都道府県 | 増減数(世帯) | 増減率(%) | 都道府県 | 増減数(世帯) | 増減率(%) | 都道府県 | 増減数(世帯) | 増減率(%) |
---|---|---|---|---|---|---|---|---|
合計 | 376,326 | 0.67 | 兵庫県 | 12,592 | 0.51 | 鳥取県 | 582 | 0.25 |
沖縄県 | 10,147 | 1.59 | 熊本県 | 3,821 | 0.50 | 大分県 | 1,165 | 0.22 |
東京都 | 80,842 | 1.19 | 岡山県 | 3,990 | 0.48 | 岩手県 | 1,109 | 0.21 |
埼玉県 | 36,155 | 1.14 | 岐阜県 | 3,806 | 0.48 | 山形県 | 856 | 0.21 |
千葉県 | 28,571 | 1.03 | 石川県 | 2,062 | 0.44 | 島根県 | 527 | 0.19 |
神奈川県 | 40,274 | 0.96 | 富山県 | 1,733 | 0.42 | 宮崎県 | 862 | 0.17 |
滋賀県 | 5,315 | 0.95 | 京都府 | 4,771 | 0.41 | 北海道 | 3,648 | 0.13 |
愛知県 | 27,901 | 0.89 | 奈良県 | 2,287 | 0.39 | 和歌山県 | 26 | 0.01 |
福岡県 | 20,235 | 0.86 | 福井県 | 1,098 | 0.39 | 徳島県 | -37 | -0.01 |
大阪府 | 33,575 | 0.81 | 三重県 | 2,923 | 0.38 | 愛媛県 | -161 | -0.03 |
宮城県 | 6,964 | 0.71 | 広島県 | 4,513 | 0.35 | 青森県 | -235 | -0.04 |
茨城県 | 8,345 | 0.70 | 山梨県 | 1,226 | 0.35 | 鹿児島県 | -685 | -0.09 |
栃木県 | 5,539 | 0.69 | 福島県 | 2,554 | 0.33 | 長崎県 | -639 | -0.10 |
佐賀県 | 1,855 | 0.57 | 長野県 | 2,313 | 0.27 | 秋田県 | -594 | -0.14 |
静岡県 | 8,589 | 0.56 | 香川県 | 1,154 | 0.27 | 山口県 | -913 | -0.14 |
群馬県 | 4,302 | 0.53 | 新潟県 | 2,300 | 0.26 | 高知県 | -937 | -0.27 |
日本全体においては、人口が減少している状況に関わらず、世帯数としては約37万世帯・割合では0.67%増加していることがわかります。

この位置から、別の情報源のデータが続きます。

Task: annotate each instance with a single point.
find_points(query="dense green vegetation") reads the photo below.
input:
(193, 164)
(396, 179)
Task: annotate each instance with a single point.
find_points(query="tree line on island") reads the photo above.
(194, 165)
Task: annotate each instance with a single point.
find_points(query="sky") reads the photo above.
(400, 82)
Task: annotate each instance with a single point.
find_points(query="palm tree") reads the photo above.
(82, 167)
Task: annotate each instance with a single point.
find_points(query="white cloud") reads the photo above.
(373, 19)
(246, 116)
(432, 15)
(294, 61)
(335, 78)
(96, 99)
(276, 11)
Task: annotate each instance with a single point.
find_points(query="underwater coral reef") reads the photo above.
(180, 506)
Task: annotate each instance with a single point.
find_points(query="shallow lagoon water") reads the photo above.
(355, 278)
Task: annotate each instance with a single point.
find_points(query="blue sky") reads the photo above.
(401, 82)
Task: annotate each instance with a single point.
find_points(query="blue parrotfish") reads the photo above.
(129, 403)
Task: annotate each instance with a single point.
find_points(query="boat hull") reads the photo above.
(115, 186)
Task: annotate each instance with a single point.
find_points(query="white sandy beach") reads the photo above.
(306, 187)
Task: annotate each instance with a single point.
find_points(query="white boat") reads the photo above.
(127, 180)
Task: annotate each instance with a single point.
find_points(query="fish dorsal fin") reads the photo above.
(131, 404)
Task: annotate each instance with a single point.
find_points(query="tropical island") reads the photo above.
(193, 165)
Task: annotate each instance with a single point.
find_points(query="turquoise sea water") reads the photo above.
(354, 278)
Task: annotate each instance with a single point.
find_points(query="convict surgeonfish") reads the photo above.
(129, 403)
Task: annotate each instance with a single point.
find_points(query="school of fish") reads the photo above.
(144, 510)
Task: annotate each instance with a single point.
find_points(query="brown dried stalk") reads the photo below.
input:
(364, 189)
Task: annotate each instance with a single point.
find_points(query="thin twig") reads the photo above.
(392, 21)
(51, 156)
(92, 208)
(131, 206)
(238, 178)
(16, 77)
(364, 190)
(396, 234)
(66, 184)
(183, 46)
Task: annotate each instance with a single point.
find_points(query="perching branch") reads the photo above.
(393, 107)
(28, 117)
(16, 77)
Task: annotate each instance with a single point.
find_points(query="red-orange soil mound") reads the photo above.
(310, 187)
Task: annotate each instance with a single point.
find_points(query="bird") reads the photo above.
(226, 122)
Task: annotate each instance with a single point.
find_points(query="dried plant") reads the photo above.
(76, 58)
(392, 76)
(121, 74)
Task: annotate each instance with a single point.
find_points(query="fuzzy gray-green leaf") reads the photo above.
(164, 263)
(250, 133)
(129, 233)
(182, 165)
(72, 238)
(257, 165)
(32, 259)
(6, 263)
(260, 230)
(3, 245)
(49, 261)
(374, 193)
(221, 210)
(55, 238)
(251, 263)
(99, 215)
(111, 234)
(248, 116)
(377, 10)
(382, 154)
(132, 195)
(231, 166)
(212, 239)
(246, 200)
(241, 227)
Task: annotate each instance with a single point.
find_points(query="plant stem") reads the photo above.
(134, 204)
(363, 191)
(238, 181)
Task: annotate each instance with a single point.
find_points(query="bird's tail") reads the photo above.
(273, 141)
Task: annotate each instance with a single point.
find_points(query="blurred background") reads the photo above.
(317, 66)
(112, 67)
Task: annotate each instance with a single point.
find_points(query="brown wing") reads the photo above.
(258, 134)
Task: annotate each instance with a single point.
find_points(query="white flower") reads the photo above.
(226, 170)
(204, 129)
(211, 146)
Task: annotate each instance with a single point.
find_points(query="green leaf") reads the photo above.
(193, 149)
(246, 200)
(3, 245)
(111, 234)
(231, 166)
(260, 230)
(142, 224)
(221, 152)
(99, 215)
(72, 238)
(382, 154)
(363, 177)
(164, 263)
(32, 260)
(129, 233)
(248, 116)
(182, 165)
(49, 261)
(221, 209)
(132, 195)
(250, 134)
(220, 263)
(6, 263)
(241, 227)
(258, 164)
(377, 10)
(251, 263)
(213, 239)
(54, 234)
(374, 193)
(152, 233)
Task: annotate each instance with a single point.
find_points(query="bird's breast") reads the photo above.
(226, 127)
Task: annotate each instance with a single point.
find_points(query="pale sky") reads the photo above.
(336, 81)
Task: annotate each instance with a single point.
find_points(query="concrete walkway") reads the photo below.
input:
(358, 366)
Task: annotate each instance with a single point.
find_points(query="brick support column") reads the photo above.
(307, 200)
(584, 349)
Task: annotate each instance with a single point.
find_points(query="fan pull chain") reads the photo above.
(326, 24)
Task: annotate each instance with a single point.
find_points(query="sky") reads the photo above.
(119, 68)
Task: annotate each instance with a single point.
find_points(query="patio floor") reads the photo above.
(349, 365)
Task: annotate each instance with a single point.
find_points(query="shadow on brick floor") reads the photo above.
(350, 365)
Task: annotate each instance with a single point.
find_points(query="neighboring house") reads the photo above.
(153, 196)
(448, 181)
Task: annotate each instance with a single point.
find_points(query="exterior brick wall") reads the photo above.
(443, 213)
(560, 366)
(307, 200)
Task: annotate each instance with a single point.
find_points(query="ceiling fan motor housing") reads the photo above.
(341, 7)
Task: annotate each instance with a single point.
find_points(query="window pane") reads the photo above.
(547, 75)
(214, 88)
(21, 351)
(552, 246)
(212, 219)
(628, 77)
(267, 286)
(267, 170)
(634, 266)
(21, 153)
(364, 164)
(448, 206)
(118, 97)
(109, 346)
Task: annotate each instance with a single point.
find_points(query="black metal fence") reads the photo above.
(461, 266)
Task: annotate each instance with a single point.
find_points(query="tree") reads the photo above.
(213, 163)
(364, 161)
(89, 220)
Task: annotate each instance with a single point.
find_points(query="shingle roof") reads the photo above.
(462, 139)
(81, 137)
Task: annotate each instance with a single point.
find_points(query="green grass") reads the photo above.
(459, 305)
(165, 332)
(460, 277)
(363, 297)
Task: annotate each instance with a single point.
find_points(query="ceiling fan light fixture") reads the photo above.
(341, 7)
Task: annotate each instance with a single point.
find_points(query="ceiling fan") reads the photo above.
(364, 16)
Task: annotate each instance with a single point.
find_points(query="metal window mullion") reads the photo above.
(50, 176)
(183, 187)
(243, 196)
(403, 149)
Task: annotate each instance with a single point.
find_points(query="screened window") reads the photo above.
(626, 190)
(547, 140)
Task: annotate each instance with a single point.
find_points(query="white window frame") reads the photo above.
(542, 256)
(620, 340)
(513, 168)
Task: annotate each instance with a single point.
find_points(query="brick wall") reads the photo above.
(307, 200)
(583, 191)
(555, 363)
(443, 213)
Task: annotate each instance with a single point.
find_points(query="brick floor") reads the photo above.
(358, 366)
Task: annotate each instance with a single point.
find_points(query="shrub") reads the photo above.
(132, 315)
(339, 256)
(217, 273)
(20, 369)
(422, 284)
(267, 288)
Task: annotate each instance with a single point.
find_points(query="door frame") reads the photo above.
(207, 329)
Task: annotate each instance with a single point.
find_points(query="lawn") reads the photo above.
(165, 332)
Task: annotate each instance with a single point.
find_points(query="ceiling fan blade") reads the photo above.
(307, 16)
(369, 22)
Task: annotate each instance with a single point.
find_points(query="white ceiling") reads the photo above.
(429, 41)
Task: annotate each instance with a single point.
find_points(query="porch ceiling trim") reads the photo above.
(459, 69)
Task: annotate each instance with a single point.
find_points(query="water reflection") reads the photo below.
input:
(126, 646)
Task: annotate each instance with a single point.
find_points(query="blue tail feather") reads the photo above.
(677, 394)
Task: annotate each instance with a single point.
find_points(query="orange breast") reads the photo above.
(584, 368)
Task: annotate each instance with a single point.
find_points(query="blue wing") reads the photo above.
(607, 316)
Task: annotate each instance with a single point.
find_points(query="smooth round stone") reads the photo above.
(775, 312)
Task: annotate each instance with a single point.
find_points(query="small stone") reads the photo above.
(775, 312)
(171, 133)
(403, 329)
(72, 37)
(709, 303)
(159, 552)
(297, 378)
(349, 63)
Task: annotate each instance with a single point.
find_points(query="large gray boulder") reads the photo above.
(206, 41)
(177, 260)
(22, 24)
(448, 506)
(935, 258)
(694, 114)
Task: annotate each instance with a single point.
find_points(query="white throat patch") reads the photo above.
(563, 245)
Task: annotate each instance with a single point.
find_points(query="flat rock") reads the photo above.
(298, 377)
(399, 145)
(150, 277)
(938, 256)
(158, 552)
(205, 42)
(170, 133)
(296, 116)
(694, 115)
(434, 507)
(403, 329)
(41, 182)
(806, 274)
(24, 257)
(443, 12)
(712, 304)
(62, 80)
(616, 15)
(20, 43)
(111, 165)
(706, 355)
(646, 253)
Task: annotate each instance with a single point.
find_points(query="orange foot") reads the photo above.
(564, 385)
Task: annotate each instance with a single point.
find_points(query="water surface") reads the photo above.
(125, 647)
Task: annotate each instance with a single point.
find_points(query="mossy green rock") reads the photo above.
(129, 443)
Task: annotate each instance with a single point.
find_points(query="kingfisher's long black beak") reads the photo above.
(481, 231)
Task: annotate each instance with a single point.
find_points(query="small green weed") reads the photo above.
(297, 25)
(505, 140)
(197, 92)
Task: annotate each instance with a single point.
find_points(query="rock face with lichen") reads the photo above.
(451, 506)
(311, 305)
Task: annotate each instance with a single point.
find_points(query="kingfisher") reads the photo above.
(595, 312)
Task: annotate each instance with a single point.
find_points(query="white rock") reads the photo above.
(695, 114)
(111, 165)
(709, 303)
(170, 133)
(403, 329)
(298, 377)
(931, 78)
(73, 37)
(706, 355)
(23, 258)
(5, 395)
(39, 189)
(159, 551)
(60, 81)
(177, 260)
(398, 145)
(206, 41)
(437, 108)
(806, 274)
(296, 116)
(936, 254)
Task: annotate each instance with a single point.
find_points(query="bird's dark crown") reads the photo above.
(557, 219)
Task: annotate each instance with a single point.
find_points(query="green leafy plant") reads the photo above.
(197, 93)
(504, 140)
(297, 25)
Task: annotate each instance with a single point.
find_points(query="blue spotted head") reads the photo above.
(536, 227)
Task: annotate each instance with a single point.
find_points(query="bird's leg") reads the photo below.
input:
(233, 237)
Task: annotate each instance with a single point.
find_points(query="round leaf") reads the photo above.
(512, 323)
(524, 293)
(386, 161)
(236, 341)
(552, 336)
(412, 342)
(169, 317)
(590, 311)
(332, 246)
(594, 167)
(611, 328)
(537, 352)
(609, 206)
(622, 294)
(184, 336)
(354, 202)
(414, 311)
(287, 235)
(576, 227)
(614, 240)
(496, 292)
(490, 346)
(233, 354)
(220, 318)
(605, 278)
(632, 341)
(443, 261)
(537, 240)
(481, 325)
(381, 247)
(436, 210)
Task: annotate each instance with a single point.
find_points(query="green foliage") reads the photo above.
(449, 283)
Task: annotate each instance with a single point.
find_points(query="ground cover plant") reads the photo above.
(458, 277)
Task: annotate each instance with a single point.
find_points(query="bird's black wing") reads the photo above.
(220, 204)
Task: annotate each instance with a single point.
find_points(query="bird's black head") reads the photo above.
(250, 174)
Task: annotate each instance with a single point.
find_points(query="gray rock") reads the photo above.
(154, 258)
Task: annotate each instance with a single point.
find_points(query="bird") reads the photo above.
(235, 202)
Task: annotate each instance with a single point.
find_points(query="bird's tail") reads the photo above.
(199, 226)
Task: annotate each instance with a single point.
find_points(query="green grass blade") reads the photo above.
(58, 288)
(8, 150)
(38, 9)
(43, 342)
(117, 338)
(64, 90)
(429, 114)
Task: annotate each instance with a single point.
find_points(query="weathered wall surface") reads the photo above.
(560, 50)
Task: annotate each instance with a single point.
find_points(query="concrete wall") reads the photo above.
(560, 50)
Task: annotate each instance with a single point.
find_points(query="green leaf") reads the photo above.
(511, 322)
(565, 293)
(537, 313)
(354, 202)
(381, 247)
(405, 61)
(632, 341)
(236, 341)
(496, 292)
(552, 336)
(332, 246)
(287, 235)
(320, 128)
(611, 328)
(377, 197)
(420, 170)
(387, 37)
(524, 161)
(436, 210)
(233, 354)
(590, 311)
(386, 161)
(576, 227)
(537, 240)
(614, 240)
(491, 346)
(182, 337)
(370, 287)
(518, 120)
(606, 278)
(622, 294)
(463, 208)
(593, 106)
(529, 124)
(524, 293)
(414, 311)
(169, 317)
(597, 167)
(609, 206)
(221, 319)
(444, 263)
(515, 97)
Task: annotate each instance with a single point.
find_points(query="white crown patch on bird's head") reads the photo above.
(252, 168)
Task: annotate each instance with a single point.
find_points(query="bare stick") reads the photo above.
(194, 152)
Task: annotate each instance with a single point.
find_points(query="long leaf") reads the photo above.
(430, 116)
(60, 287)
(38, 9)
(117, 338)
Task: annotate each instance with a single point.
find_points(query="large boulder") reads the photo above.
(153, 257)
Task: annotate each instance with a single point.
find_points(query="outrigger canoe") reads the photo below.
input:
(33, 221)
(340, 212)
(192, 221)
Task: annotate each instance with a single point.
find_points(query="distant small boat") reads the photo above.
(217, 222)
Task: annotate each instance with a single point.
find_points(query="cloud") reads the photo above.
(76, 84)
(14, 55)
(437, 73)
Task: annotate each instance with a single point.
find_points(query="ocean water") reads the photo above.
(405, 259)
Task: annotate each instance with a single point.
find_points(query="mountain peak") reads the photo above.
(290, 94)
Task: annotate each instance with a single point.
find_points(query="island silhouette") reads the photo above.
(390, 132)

都道府県別の上位順に見ると、沖縄がトップで1.59%、続き東京で1.19%、埼玉で1.14%、千葉で1.03%、神奈川で0.96%となっています。世帯数が減少したのは徳島・愛媛・青森・鹿児島・長崎・秋田・山口・高知の計8県のみです。減少としても最高で1,000世帯に達しない程度であることがわかります。
この傾向は今後も続くのでしょうか?そちらについては、国立社会保障・人口問題研究所が2018年に『日本の世帯数の将来推計(全国推計)』で推計・発表した世帯数の推移を以下に示します。

各点が前年との世帯数の増減率を意味します。オレンジ線が単独つまり独身や死別して独り身になった割合、グレー線が核家族での割合、黄線がその他の形態での割合、そして青線がこれらを合わせた全体での割合です。
全体としては2023年から2024年にかけて世帯数の増加がマイナスになると推計されています。しかし、この段階での単独では0.6%前後の増加で推移しており、まだまだ需要が見込まれます。2032年に単独でのピークに達し、ここから単独での世帯数も徐々に減少していくのです。
これらのことから、2021年現在において世帯数が増加していること、また特に単独での世帯数は今後10年間は増加傾向であることが確認できました。
世帯数の増加が不動産投資にて重要な理由まとめ
不動産投資、特に賃貸においては総人口数よりも、賃貸契約単位である世帯数のほうが重要です。確かに日本の総人口数は減少していますし、今後もその傾向は変わらないでしょう。本稿で示したたくさんの資料からも裏付けられています。
しかし、この人口減少という一点のみで不動産投資を避ける理由にはなりません。なぜなら不動産を実際に借りるのは世帯によって決まるからです。そしてこの世帯数は増加傾向であることが確認できています。
特に増加が顕著な地域は東京都・愛知県・福岡県・大阪府といった都心部か、埼玉県・千葉県・神奈川県・滋賀県といった都心部へのベッドタウンとなっている地方です。新たに不動産投資を行なう際のおすすめの地域です。
この地域の中にて、単独世帯向けの不動産に対して投資、例えばワンルームマンションなどへの投資がいいでしょう。2032年まで単独世帯は上昇傾向にあるとの推計があるためです。
人口減少リスクよりも世帯数増加のほうが不動産投資には重要
本稿では、人口減少している日本にて不動産投資は向いていないや失敗するという意見に対して論じてきました。
まず、不動産投資とはそもそもどういったものか特徴やメリットを整理しました。次に、人口が減少している実情とその理由について様々な人口動態調査・統計を用いて共有しました。
しかし、不動産投資においては不動産を契約する世帯数のほうが重要で、その数は増加していること、また今後もこの傾向は変わらないことを紹介しました。
これらを踏まえて、不動産投資を新たに行なうのであれば、世帯数の増えている都心部かその周辺のベッドタウン地域がおすすめです。加えて、対象の世帯としては今後も増加が見込まれる単独向け、例えばワンルームマンションなどが向いているでしょう。